A delicate Citizen with iridescent green skin that spilled off her head like human hair dropped herself behind the closest lounger, blocking my view. The alien shook her hand at us.

“Get away from me,” she hissed, and we moved farther along the stairs. I saw more Citizens hiding behind loungers, or anything that would conceal them.

“Isn’t anyone going to defend themselves?” Theodore whispered.

“Citizens?” I replied. “They pay people to do that for them.”

Max had moved next to us. “Where are your Space Jumpers now?” she said, smiling. I knew that she was referring to our earlier argument.

“Space Jumpers would never show themselves around so many Citizens. It’s not allowed,” I argued.

“That’s convenient. Maybe because there’s nothing in it for them.”

“Space Jumpers aren’t like that. They are protectors. Neewalkers are the ones who do it for money.”

“Then who pays for their —”

Theodore cut her off. “Would you two shut up?”

A staunch alien dressed in a black armored suit and heavy boots ducked as he sauntered onto our shuttle. His white skin, stamped with a web of purplish veins, was stretched and pinned to the metal helmet on his head. “What a sorry bunch we have here,” he said, and spat on the floor. His skin sparkled as he spoke, his voice thick like radiation gel.

“How dare you boldly . . .”

The wormhole pirate spun toward the voice and hoisted the biggest plasma rifle I had ever seen. He aimed and ignited the weapon all in one motion.

“Keep quiet, Citizen!” the pirate roared.

Theylor, who was as tall as the pirate, stepped forward, speaking calmly. “Security has been alerted.”

“We have no quarrel with you, Keeper,” the pirate replied. “We’re just here for our bounty.”

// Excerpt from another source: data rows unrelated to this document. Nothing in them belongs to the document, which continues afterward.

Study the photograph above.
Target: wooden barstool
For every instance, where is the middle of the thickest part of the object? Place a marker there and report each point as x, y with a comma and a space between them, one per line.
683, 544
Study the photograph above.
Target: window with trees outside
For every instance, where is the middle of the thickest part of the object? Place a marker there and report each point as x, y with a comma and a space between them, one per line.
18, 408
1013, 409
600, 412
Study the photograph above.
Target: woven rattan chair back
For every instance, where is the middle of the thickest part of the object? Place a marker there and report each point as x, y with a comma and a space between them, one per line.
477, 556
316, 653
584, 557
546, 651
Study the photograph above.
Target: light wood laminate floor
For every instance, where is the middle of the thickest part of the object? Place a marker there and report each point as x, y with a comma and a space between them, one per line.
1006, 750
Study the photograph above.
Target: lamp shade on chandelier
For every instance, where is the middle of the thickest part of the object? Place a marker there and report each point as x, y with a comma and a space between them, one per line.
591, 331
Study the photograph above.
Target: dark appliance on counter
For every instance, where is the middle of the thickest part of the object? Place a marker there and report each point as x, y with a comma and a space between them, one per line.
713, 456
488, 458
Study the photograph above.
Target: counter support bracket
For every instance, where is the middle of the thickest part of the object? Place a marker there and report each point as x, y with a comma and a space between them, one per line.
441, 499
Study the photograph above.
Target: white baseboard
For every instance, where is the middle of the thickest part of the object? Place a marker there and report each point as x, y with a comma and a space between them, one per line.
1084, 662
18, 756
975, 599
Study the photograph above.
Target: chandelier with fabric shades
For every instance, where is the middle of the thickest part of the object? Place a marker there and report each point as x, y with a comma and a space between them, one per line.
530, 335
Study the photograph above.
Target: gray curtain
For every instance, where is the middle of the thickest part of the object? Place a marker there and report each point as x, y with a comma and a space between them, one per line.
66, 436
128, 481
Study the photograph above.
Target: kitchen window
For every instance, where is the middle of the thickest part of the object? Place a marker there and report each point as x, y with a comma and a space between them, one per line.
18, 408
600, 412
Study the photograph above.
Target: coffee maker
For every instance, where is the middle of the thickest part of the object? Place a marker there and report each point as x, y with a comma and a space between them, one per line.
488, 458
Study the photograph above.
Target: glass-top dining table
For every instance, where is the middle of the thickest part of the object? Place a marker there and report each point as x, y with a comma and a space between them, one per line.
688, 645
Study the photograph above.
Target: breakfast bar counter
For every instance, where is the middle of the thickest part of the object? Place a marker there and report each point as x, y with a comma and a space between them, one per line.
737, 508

“Rotten thieves,” one Citizen hissed, but when the pirate raised his weapon, the alien immediately shrank behind a lounger. We all did, for that matter.

Another pirate peered in from the broken hatch and then skittered next to the first one. He fidgeted with his heavy-looking rifle while repeatedly glancing out the portal.

“Collect their crystals,” the large alien ordered.

“Wha — what for?” whispered the nervous one.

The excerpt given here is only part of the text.